I have seen 2 different articles that claim WinAmp is NOt going to be open sourced. At least in the common sense. But rather kind - of - sort - of - but - not - really.

Here is a https://www.zdnet.com/home-and-office/home-entertainment/winamp-is-not-going-open-source-heres-what-it-is-doing-and-why/ ZDNET article about it.

[–] dustyData 18 points 5 months ago* (last edited 5 months ago) (4 children)

They are open sourcing, just keeping a proprietary license on it. Yes, it's weird, but it is not unheard of. The Unreal game engine's entire source code is open, anyone can read or submit changes to it. Even make changes and distribute said changes. But it's still a proprietary product owned by Epic Games, and commercial use is strictly controlled under the licensing terms. Open doesn't mean Free (as in beer), or Freedom (licensing). Those are three different things. It is just that people have associated the term open source with the entire Free and Open Source Software philosophy. But they aren't the same thing.

ZDNET is wrong, Winamp is open sourcing their code. The article is obtuse and refuses to elaborate or provide reasons about their claim that Winamp isn't open sourcing.

it cannot be open source with that level of corporate control

Why?

It not only can, we have several examples of corporate products that are open source precisely like this with this level of control.
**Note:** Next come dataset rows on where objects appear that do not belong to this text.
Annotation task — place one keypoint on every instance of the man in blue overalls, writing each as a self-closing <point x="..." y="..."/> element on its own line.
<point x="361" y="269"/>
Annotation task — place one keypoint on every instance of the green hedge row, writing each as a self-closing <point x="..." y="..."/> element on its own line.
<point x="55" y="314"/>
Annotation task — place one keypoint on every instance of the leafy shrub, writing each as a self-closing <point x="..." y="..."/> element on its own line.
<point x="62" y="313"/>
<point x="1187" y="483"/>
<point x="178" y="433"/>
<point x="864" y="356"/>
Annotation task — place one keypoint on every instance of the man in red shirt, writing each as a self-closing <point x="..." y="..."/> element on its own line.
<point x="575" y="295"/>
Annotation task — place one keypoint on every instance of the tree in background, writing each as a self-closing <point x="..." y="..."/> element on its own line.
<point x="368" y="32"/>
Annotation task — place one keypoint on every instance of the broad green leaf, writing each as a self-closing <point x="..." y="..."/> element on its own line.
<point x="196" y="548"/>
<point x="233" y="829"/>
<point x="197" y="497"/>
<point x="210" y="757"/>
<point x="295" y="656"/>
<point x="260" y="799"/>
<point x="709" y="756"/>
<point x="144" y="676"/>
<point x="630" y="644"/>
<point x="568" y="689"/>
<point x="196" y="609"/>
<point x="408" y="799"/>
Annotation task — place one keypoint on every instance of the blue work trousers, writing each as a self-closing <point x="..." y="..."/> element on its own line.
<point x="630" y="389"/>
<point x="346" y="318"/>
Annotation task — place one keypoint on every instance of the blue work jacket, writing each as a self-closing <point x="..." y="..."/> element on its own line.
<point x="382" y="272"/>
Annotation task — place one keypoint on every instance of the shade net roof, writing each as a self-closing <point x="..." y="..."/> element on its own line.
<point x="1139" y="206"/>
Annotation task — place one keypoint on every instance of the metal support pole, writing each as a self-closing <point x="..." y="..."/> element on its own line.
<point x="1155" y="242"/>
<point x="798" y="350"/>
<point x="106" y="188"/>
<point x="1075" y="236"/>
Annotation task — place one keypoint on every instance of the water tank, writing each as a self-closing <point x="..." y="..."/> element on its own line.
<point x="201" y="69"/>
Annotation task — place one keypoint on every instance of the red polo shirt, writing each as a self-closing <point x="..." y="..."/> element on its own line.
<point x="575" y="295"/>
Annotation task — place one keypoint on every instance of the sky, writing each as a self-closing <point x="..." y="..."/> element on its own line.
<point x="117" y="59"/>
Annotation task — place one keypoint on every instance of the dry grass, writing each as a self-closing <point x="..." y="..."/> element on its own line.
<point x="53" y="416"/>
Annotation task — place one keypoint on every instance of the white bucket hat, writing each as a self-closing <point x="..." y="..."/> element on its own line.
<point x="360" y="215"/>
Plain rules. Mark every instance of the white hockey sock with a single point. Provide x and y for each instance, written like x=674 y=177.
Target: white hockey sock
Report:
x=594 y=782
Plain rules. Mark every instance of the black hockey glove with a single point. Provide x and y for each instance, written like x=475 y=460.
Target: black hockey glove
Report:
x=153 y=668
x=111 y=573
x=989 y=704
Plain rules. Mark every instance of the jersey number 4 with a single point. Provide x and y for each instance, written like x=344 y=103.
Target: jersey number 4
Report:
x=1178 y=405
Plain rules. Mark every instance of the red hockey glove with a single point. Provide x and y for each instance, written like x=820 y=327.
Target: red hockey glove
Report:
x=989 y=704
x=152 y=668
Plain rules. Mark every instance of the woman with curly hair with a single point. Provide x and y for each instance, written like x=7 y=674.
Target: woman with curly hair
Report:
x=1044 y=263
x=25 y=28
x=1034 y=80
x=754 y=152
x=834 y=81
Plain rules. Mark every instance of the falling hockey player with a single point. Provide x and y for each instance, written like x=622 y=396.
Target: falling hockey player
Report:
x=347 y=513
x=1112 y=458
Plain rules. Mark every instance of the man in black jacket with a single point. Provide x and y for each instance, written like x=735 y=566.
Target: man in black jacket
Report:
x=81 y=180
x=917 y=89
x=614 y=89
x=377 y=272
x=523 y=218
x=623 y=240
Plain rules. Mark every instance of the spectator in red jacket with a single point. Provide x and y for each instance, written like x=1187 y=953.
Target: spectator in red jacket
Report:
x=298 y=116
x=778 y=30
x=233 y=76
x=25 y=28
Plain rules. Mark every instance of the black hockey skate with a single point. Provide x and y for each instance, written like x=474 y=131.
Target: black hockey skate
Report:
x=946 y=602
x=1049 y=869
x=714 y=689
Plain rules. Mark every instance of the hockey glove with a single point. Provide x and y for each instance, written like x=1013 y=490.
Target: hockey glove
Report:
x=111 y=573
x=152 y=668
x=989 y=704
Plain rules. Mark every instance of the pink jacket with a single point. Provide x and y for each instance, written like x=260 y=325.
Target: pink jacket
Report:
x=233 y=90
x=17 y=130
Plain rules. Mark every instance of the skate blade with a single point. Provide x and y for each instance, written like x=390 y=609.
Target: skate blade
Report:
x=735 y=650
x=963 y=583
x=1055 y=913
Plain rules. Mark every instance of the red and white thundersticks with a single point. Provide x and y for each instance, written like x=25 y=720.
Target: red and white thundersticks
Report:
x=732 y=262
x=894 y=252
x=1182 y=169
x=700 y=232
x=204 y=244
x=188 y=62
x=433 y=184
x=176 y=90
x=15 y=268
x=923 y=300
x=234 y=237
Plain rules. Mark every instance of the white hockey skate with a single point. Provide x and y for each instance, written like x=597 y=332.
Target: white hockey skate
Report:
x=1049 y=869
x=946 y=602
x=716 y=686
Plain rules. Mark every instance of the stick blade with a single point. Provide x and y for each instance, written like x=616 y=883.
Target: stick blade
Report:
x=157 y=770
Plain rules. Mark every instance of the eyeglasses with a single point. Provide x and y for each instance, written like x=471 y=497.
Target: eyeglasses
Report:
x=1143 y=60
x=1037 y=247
Open source requiring a specific license is a decades old debate that continues to this day. We have like a million different licenses and people argue and bicker all the time about which ones are Truly Open source ™ and which ones aren't. It's all legalese that make most people have headaches. But there's one crux on this whole thing: Open source does not preclude commercialization of software. This is why people are proposing the term source-available software. Winamp might go for that model and the debate would still go on.